I didn't reply, I couldn't. Tears were forming in my eyes, and my mouth felt sewn shut.

Next I know, I feel Colby's hand grab my jaw and pull my face up to his. We were inches apart now. I always loved when Colby touched me but this was different. I didn't want him to even be near me right now. My my breath and hands were shaky, my eyes were watering up, and my eyebrows showed I wasn't a fan of this situation.

Once Colby looked at me for a few seconds, he saw what he was doing and let go of me. I watched him back up slightly and his face soften. He seemed to observe me and what I was doing. He looked at my sad and frightened eyes, that I this time kept on him. He looked at my hands, that were obviously shaking and jittery, and my feet that were tapping on the ground anxiously.

Colby let out a sigh followed by his hair being pushed back with his hands. "Fuck, Jordan I'm so sorry." He speaks calmly. His voiced softened, and his face turned back it's normal color. He didn't seem so scary anymore. He seemed to go back to that same huggable, pretty boy I know. He sat himself down on my counter stool and held his hands together up to his lips making it look as if he were praying.

I stood in the same place as Colby sighed once more and broke the silence. "Jordan, I'm sorry. I didn't mean to come here and yell at you, and make you scared or anxious, or whatever you're feeling right now." He stops with another lengthy sigh before continuing. "I went to your job to surprise you, but you weren't there, and I asked Grayson and he told me you got fired. I don't know why I acted like this, I guess I'm just.." he thinks for a moment. "I don't even know honestly. And that's not an excuse for me coming down here and acting like this. I'm sorry, I really really am."

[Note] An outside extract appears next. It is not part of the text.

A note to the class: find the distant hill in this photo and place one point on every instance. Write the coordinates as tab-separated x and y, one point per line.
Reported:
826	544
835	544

His apology was genuine, I could tell. His head was down and held up with both of his hands. The tips of his fingers mixed in with his dark brown hair.

I hesitated, but not for long after I decided to go over to him. I stopped right in front of him so he could see my feet. He lifted his head up and separated his hands to see me. Next thing I know we are both wrapped in each other's arms, taking in each other's warmth.

We stayed like this for what seemed like decades, when it really was only a few minutes. I didn't want to let go now. I felt safe, not scared. Feeling his hands move up and down my back made my heart jump to different planets.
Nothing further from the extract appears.